Manaheem looked at Claressa. “This, my dear, may be part of what I was just saying to you. I’m afraid I shall have to leave you. I’ll drop you home and then I must go and see what our king wants.” He turned to the page. “Did he say what it might be in reference to?”
“No, sir, he didn’t. There’s no telling with him, these days. Could be anything. May be your head, after what happened to John.”
“The Baptist. Cut his head clean off, he did. They brought it right into the party, on a silver platter. It was utterly sickening.”
“I should imagine!” By now they had reached the chariot and started to mount. He turned and raised his arm in a parting gesture to the page. “Well, then we’re off. Tell Herod I’ll be there shortly.”
After the page rode off and they were on their way to drop off Claressa, she asked, “Are you really going?”
“What? After what that page just said?”
“Oh, Herod wouldn’t do anything like that to me. I’m his foster brother, remember. And, besides, I have a mission to complete for him. I’m sure that’s why he sent for me – to tell me to ahead and complete it.”

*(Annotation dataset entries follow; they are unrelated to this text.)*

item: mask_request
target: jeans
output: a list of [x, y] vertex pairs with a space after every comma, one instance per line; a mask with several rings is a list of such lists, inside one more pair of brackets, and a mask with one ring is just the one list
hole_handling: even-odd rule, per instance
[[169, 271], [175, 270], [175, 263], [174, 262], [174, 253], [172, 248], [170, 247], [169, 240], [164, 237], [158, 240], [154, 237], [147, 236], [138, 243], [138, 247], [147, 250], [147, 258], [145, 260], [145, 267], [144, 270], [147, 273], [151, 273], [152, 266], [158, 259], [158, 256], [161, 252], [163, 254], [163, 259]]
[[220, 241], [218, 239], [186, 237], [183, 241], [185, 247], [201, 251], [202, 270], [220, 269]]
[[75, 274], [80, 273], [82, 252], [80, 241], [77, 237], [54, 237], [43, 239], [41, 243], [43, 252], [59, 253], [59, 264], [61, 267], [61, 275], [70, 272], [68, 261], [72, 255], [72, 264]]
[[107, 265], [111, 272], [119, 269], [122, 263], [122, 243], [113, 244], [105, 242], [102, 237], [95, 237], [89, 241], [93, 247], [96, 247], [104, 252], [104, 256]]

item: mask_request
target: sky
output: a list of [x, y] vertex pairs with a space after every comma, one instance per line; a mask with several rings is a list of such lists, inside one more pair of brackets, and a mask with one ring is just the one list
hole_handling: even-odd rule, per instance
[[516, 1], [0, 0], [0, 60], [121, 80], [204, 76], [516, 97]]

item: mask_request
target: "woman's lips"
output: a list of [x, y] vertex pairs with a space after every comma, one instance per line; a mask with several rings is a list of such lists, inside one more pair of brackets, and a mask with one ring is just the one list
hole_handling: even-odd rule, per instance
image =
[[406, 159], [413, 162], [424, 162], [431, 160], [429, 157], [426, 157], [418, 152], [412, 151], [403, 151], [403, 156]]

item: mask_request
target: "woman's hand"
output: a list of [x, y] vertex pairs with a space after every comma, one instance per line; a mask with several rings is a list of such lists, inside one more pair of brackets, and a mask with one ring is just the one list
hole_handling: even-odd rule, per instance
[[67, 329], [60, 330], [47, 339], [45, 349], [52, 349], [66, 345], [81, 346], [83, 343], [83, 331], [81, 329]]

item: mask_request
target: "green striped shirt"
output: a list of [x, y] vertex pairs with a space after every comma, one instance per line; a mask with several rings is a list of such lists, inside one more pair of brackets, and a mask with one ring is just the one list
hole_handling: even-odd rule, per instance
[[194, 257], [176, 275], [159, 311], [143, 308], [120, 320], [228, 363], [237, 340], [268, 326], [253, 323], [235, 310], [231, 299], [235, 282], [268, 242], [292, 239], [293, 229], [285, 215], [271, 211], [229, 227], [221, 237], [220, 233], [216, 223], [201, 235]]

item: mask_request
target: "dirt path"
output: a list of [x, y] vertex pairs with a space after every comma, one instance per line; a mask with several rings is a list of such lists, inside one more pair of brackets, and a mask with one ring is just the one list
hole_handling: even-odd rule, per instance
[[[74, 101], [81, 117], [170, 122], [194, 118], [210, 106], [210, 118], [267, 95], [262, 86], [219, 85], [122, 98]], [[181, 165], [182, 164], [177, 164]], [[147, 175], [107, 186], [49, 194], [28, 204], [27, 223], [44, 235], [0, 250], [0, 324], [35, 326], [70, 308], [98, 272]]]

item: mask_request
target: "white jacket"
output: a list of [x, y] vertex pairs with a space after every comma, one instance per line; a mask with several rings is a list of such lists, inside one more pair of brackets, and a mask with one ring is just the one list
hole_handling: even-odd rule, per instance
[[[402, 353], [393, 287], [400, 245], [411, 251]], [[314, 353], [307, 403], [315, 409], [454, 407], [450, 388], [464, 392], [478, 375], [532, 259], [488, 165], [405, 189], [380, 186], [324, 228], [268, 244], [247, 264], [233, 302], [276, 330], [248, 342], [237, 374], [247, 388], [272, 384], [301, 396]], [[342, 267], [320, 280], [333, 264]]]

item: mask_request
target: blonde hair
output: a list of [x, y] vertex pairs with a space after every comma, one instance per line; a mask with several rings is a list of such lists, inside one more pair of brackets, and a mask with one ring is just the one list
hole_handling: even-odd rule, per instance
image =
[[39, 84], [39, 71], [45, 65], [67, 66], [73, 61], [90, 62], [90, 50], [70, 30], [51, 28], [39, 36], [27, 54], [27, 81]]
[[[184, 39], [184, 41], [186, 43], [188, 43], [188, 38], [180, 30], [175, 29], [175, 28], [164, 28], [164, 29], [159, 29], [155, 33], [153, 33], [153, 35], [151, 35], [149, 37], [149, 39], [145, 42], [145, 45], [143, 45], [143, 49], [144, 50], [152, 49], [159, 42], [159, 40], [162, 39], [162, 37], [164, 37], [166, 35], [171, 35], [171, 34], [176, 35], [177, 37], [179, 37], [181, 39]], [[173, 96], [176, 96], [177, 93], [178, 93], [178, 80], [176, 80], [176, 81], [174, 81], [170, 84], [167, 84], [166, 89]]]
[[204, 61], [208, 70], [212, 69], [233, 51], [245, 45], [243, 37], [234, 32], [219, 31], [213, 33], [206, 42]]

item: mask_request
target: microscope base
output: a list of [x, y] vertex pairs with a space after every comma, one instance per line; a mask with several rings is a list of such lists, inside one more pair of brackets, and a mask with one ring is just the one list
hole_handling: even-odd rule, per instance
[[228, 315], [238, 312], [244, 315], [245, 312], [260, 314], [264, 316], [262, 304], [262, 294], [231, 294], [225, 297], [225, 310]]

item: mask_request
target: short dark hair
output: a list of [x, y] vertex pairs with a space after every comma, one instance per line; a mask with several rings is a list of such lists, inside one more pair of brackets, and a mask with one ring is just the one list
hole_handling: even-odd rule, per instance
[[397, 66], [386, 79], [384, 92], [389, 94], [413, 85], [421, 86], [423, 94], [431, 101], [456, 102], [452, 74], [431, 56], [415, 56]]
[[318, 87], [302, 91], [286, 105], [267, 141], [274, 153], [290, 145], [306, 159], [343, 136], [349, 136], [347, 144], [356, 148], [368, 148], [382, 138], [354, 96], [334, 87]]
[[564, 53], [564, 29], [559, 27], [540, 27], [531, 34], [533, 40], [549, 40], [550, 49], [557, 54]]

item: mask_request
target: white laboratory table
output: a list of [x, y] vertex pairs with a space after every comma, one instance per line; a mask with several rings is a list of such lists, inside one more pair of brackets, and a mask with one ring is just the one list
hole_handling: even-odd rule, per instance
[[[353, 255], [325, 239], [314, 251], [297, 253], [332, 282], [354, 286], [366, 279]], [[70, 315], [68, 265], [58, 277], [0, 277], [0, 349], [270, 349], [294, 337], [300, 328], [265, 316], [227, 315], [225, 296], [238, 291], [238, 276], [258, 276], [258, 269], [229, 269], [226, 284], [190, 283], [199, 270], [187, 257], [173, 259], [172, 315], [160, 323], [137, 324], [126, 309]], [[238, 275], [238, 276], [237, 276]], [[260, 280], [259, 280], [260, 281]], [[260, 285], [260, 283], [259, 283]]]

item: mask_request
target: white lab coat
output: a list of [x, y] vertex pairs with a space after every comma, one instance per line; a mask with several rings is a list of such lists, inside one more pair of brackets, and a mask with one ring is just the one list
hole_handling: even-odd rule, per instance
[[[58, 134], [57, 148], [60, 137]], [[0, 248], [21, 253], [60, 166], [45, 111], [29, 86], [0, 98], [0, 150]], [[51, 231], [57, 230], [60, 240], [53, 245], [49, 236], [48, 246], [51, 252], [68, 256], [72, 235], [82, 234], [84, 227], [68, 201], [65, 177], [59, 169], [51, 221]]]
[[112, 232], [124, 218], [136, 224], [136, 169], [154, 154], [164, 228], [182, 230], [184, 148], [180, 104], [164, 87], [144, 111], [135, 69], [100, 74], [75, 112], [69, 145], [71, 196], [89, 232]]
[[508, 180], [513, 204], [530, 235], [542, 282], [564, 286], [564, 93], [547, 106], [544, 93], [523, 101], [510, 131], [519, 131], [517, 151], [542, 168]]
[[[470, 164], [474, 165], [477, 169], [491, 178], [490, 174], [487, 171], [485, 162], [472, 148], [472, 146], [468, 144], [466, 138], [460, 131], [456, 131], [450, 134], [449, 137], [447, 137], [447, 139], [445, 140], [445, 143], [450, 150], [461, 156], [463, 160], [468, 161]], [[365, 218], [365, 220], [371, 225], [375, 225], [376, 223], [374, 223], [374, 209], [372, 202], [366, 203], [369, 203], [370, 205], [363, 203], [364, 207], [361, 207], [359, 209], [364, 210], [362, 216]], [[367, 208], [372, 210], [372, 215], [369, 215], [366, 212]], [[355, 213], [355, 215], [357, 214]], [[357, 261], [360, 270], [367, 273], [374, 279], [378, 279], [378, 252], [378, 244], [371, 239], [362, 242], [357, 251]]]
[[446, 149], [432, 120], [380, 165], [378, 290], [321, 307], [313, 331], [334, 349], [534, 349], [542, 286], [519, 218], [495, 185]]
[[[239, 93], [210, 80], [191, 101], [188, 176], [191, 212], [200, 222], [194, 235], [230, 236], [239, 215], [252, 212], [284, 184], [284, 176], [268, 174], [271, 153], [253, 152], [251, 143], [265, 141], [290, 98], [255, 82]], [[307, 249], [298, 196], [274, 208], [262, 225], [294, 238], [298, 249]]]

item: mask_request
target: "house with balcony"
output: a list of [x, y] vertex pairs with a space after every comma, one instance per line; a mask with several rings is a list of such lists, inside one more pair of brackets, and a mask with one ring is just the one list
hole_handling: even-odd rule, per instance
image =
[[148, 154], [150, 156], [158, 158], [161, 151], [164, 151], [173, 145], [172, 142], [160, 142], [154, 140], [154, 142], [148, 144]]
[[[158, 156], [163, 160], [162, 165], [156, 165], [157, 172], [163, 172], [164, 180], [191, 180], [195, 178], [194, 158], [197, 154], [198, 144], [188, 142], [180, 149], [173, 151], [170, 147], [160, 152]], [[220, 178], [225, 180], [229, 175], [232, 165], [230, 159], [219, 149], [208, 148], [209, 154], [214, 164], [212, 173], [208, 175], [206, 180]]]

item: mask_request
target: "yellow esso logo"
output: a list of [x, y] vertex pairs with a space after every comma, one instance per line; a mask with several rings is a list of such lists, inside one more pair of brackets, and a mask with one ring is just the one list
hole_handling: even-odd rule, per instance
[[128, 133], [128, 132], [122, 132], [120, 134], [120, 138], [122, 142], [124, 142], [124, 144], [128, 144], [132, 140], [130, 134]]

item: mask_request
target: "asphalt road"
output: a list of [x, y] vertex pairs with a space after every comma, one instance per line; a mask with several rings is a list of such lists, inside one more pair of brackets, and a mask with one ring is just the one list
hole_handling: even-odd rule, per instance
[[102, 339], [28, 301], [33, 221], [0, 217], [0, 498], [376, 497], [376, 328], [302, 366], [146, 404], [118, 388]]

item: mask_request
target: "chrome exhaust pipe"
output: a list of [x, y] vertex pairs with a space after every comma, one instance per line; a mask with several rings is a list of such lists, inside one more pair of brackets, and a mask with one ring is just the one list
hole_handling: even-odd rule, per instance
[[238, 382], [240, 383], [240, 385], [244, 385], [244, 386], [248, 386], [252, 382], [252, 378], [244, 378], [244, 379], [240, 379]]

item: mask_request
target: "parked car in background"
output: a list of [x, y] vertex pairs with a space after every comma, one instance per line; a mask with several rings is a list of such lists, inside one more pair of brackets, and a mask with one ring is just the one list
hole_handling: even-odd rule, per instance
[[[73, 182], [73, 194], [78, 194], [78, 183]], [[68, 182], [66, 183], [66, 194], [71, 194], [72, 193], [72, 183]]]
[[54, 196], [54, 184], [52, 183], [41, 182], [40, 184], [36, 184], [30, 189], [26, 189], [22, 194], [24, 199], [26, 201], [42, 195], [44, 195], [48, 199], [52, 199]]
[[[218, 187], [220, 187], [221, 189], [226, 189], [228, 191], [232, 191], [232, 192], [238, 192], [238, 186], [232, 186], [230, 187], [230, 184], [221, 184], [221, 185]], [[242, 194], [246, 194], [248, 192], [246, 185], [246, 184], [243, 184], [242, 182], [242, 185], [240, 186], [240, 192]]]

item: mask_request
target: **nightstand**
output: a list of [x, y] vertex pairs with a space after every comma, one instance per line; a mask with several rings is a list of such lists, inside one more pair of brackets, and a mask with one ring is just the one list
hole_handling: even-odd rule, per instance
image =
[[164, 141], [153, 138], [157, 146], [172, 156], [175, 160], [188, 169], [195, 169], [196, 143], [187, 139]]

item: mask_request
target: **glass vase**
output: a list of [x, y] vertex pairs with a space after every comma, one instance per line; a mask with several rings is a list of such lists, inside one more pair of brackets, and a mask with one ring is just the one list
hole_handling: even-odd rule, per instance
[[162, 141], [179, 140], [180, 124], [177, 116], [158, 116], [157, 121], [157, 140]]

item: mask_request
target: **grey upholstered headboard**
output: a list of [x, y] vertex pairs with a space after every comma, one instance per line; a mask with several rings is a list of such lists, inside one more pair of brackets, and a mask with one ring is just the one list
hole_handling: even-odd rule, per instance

“Well, if that’s all he wants, why didn’t he leave that message with the page?”
“It’s much too dangerous, dear. The page could have been sidetracked, or waylaid and the message fallen into the wrong hands. No, in matters like this, these days, it pays to be careful.”
“Well, I’m still not at all certain what you’re talking about, but I guess it’s alright.”
“Soon, dear everything will be clear and truly alright. Just wait and see, my dear.”
ALTHOUGH IT WAS A LITTLE while later when Manaheem arrived at the palace, Herod and Herodius were still lost in each other’s arms. But, as the door opened and Manaheem entered, Herod broke himself free of the embrace, and looked up.
“Well, brother dear, I haven’t seen you in quite some time now.”
“I have been enjoying the bliss of married life once more.”
“What did I tell you, dear?” inserted Herodius to Herod.
“Well, your page said you wanted to see me. I surmise it would be to tell me that it’s time to put our little plan into action?”
“Yes, it is, as a matter of fact. But why are you so short and businesslike today? You haven’t said a thing about the attack on my palace. Is something bothering you, brother, dear?”
“Just that I’ve been hearing about your butchery of the Baptist. I told you, you would never learn. You’re getting more and more like your father all the time.”
“Oh, were you a follower of that maniac, John?”
“No, but his death is still an affront to common decency.”
“Well, I’m sorry, my dear Manaheem, but there was nothing I could do. I had made a promise to Salome, Herodius’ daughter, after she’d danced for me, that I would give her anything she wanted up to half my kingdom. And that is what she asked for, of all things-–the head of John the Baptist on a silver platter.”
“No doubt she was put up to it by you,” ventured Manaheem, pointing to Herodius, who simply smiled.
Herod continued, “I really didn’t want to kill him, but I had no choice. I couldn’t go back on my word.”
“Oh, no, of course not. You couldn’t lose face with your friends-–if indeed that’s how it really happened, which I wonder. I know that you hated him because he spoke out against what you’re doing. The two of you together probably planned the whole thing. I ought to just turn my back on the likes of you and never speak to you again.”
“But Manaheem, brother, dear—”
“I ought to, but, I won’t. I’ll help you just for the fun of it, not to mention that I need the money you’re paying me. Oh, but I’d love to see this whole thing backfire on you. That would really be interesting!” With a laugh, the strange looking figure disappeared through the doorway.”
“Is he always so cynical?” asked Herodius.
“Yes, dear. That’s my foster brother, the cynical non-conformist. I always did find his ideas tedious. And yet, you know something? It was really because of him and his non-conformist ideas that I decided to go ahead and marry you publicly and be done with it.”
“It was a wise choice, if I do say so.”